Gentry Collins, a former top aide to current Republican National Committee Chairman Michael Steele who resigned as political director of the RNC last month in protest of Steele’s leadership, officially announced his bid for chairman on Monday.
“My campaign for Chairman is based on a plan for the future, not a critique of the past,” Collins wrote in a letter to committee members. “I have a plan to strengthen our party, reclaim the RNC's place as the premier political organization in the country, and raise the resources we need to compete with President Obama’s fundraising machine.”
The announcement comes on the same day that Steele plans to announce his own decision on whether to run for re-election in a conference call with members of the committee. Many GOP insiders speculated that Steele would not seek a second term, however, a flurry of news reports late Monday indicated otherwise.
Collins becomes the fifth officially-declared candidate for the job.

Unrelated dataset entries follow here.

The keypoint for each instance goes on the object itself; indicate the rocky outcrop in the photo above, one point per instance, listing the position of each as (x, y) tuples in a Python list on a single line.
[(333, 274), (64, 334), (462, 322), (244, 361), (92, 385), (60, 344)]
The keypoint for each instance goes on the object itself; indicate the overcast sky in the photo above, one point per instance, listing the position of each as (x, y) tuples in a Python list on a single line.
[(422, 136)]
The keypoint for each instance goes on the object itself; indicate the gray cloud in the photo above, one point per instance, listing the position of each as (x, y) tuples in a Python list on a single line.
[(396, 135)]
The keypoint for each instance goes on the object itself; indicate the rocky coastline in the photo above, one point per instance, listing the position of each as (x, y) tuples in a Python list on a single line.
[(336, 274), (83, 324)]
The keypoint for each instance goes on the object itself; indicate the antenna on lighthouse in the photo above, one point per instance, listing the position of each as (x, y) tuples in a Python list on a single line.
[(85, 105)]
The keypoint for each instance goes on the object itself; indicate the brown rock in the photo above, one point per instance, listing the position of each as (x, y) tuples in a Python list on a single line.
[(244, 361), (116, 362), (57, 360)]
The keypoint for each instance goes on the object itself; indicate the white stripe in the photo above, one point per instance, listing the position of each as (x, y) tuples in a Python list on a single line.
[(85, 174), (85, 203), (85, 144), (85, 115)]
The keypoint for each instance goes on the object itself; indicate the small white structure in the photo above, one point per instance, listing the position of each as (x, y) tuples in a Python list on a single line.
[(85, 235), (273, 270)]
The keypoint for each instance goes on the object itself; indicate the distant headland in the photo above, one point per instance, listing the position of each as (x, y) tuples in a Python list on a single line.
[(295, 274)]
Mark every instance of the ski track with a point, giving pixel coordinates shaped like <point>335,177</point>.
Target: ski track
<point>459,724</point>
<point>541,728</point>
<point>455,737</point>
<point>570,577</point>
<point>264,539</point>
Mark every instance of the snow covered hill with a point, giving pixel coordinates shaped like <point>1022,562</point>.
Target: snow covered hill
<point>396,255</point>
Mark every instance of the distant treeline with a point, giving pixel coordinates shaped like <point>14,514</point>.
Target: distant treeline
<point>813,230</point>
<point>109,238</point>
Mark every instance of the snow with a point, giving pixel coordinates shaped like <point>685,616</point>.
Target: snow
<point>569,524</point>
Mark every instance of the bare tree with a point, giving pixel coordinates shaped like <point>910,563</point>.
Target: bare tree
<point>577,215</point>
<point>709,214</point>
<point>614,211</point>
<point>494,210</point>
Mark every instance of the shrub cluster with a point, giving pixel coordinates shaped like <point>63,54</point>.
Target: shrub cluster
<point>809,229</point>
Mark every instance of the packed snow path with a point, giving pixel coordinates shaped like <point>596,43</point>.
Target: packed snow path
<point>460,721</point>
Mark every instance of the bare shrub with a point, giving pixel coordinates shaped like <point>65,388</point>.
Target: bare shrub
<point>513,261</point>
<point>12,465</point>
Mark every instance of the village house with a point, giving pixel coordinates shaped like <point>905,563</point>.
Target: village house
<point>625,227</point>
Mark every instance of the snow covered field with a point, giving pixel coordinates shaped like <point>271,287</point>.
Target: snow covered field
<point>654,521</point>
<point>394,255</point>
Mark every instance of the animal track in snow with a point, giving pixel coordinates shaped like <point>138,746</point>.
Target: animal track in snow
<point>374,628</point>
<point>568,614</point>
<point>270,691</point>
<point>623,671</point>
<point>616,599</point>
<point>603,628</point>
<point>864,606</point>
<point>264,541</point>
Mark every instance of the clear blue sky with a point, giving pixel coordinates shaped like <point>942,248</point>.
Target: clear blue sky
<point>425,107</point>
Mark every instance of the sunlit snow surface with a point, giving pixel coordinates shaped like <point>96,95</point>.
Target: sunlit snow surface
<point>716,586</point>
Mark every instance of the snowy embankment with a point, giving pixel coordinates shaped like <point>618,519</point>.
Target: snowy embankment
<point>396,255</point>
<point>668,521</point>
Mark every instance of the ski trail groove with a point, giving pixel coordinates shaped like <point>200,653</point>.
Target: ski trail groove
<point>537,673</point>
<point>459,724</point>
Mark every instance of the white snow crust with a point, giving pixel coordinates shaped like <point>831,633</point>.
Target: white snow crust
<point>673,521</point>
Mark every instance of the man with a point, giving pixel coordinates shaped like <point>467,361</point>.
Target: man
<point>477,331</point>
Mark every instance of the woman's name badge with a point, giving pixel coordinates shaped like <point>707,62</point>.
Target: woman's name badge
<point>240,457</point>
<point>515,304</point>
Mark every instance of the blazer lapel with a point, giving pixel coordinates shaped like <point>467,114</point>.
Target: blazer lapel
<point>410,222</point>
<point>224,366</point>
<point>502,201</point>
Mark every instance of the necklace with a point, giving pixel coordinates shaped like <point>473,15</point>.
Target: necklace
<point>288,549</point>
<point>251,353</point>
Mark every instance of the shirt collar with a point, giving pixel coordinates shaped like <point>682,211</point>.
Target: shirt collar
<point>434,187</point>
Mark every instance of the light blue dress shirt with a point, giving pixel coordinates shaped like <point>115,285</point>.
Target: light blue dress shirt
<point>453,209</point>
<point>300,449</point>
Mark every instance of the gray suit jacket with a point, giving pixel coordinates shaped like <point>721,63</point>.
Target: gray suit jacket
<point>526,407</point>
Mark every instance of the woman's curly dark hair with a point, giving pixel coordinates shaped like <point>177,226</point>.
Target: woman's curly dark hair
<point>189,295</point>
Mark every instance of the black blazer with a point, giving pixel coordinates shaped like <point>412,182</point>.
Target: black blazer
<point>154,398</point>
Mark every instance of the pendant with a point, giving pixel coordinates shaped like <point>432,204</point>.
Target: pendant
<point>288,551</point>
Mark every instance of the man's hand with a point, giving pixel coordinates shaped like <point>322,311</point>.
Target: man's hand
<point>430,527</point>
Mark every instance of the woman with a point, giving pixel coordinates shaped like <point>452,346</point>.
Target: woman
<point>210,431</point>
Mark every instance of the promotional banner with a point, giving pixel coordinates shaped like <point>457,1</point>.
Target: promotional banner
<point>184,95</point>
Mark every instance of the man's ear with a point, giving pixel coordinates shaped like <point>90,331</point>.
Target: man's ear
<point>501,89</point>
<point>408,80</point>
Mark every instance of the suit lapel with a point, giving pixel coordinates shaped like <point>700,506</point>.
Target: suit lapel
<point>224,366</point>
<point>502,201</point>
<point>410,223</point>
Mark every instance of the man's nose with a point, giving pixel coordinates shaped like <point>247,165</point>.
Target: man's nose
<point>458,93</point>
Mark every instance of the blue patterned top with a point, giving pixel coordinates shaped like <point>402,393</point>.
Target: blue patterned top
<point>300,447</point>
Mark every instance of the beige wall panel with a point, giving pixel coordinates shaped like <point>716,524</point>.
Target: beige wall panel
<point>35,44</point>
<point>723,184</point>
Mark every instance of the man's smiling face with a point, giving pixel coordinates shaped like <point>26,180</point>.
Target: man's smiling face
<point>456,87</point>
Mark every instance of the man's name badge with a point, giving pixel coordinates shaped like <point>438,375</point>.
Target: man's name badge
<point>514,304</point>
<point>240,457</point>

He joins Saul Anuzis, the former chairman of the Michigan GOP; Ann Wagner, former head of the Missouri Republican Party; Reince Priebus, chairman of the Wisconsin Republican Party; Maria Cino, a veteran of the Bush administration.
Collins quit his RNC post in mid-November and his resignation letter offered what amounted to a scathing assessment of Steele’s job performance.
Collins charged that the committee, under Steele's leadership, had “allowed its major donor base to wither,” spent far too much money on fundraising rather than winning elections and squandered opportunities to help Republican candidates in key races during the 2010 election cycle.
“Sadly, if left on its current path, the RNC will not be a productive force in the 2012 campaign to deny President Obama a second term, retain our House majority and elect a Senate majority,” Collins warned in a five-page memo addressed to Steele and circulated to members of the RNC executive committee.
“In the previous two non-presidential cycles, the RNC carried over $4.8 million and $3.1 million respectively in cash reserve balances into the presidential cycles,” Collins wrote in the letter. “In stark contrast, we enter the 2012 presidential cycle with 100% of the RNC’s $15 million in lines of credit tapped out, and unpaid bills likely to add millions to that debt.”
In his announcement message on Monday, Collins highlighted the support of several high-profile RNC committee members, including Iowa Republican Party chairman Matt Strawn and Connecticut GOP chair Chris Healy.
"Gentry Collins will provide leadership that the RNC needs to defeat the Obama political machine,” Strawn said in a statement. “Gentry's leadership will provide the focus, financing and expertise to both return the RNC to prominence and give the states the necessarytools to elect a Republican president.”
According to his campaign, Collins has already traveled to more than a dozen states to meet with committee members and is planning more in-person visits this week. Collins also said he planned to hold his own town hall conference call with RNC members on Tuesday.